FWC is dependent upon surface area...the surface area of the photodiode. With an FSI design, some of the pixel area is dedicated to wiring and transistors, which thus necessitates that the photodiode (the actual light-sensitive part of the silicon) become smaller. By flipping the die and etching on the back, the photodiodes can become larger, since the wiring is all on the other side. That increases FWC, which means for the same size sensor, with even the same size "pixel pitch", your actually gathering more light.
Thanks for the explanation. For some reason, I'd thought the surface merely translated photos into electrons, but that the electrons were stored below the surface.
The electrons are actually stored around a specific potential layer within the photodiode. Exactly how deep that layer is, and how many electrons it can hold, depends on the specific design of the photodiode. Generally, the amount of charge is related to surface area, but research is has derived ways of changing that layer, deepening it, increasing the potential, etc. I don't know if any of those technologies have been employed yet, and if they have, it's probably only in sensors with ultra tiny pixels (1-1.2 micron), and we might not see them in APS-C or FF sensors for quite some time.
Generally speaking, though, it's the photodiode that has the charge releasing and holding potential, and that potential is realized when a photon (or few, depending on Q.E.) strikes the photodiode, releasing it's energy.

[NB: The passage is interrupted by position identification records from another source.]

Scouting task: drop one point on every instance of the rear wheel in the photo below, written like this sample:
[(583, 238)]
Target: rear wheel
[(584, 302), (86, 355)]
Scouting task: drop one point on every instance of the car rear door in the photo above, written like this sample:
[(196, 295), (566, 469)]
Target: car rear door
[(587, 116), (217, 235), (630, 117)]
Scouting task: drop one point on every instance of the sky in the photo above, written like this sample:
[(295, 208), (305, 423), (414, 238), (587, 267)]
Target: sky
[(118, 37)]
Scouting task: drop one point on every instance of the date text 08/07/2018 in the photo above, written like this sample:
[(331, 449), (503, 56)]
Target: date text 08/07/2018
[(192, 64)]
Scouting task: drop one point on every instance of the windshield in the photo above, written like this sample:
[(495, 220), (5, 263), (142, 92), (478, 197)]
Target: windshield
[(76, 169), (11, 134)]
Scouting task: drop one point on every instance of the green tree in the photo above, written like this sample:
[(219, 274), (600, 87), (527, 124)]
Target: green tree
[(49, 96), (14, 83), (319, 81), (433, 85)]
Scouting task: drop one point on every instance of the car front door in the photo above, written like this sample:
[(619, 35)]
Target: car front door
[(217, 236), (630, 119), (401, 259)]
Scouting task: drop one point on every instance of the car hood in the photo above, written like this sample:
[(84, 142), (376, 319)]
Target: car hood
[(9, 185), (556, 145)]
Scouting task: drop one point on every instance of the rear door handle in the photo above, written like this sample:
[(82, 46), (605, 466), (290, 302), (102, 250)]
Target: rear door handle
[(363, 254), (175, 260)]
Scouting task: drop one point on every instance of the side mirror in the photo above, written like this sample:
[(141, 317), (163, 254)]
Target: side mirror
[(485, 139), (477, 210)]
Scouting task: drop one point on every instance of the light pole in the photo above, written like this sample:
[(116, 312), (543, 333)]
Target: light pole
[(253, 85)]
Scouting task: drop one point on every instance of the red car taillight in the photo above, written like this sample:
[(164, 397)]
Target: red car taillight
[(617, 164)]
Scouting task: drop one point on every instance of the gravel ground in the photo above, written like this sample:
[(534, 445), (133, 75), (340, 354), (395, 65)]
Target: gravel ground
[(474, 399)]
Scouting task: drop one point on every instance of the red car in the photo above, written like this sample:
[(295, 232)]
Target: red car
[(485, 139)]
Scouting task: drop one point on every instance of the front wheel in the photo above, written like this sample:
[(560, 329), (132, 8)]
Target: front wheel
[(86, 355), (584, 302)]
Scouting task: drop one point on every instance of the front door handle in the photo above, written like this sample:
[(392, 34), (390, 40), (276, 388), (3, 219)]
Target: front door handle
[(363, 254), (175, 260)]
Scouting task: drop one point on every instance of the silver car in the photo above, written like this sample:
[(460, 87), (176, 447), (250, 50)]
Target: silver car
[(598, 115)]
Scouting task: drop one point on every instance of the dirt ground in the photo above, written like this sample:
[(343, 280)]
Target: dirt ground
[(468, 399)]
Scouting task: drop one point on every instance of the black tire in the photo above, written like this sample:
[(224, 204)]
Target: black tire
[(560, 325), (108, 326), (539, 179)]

The energy either becomes heat, increases the photodiodes potential for releasing another electron, or actually releases an electron. The larger the the area of the photodiode (or more specifically, the layer within the photodiode that is actually responsible for holding the charge), the greater the maximum charge the photodiode can hold. The increased area of BSI photodiodes increases the pixel's FWC (full well capacity), which in turn has the capability of increasing dynamic range.